Patrzymy na siebie w milczeniu. Tyle bólu, strachu, łez...
- Proszę, wybacz mi - jego oczy są szkliste, patrzą na mnie błagalnie. - Jestem skończonym idiotą i zapewne nie jestem Ciebie wart, ale proszę, nie odrzucaj mnie.
Wyciągam rękę i delikatnym gestem odgarniam mu mokre włosy z czoła. Wodzę palcami po jego skroni, a potem policzku.
- Potrzebowałeś aż trzech dni, żeby do tego dojść? - mówię z wyrzutem. - Aż trzech?
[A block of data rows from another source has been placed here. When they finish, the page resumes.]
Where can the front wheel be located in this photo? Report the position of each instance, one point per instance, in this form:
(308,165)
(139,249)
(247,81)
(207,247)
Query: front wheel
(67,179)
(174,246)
Chłopak spuszcza głowę i garbi ramiona, pokazując w ten sposób jak jest mu wstyd. Dwoma palcami unoszę jego podbródek, chcę jeszcze raz spojrzeć w te zielone oczy. Potem wspinam się na palce i składam na jego wargach delikatny pocałunek. Patrzy na mnie zaskoczony, a potem upuszcza torbę i stawia mnie sobie na stopach, bym stała się choć trochę wyższa. Teraz już oboje jesteśmy mokrzy.
- Też Cię kocham - szepczę z ustami przy jego ustach. - Nie zostawiaj mnie więcej.
- Nigdy - odpowiada i skubie swoimi wargami moje.
Całujemy się, najpierw powoli i delikatnie, a potem z nieopisaną tęsknotą. Zauważam, że deszcz przestaje padać, odchylam głowę i widzę jak chmury się rozstępują i z pomiędzy nich wygląda słońce. Czuję ciepło promieni na twarzy. Na niebie pojawia się śliczna tęcza - wyrazista i barwna. Śmieję się cicho i krzyczę w przestrzeń:
- Dziękuję!
Chłopak patrzy na mnie zdezorientowany, więc wyjaśniam.
- Za cud.
Uśmiecha się i jeszcze raz przyciąga mnie do siebie.
Nadzieja umiera ostatnia.
Wiem, że nie na to czekaliście, no ale... Mój dzisiejszy humor pozwalał na pisanie tylko takich rzeczy.
Uprzedzam, że to jest opowiadanie jednoczęściowe i nie będzie jego kontynuacji, no chyba, że będziecie bardzo marudzić, to może je rozszerzę.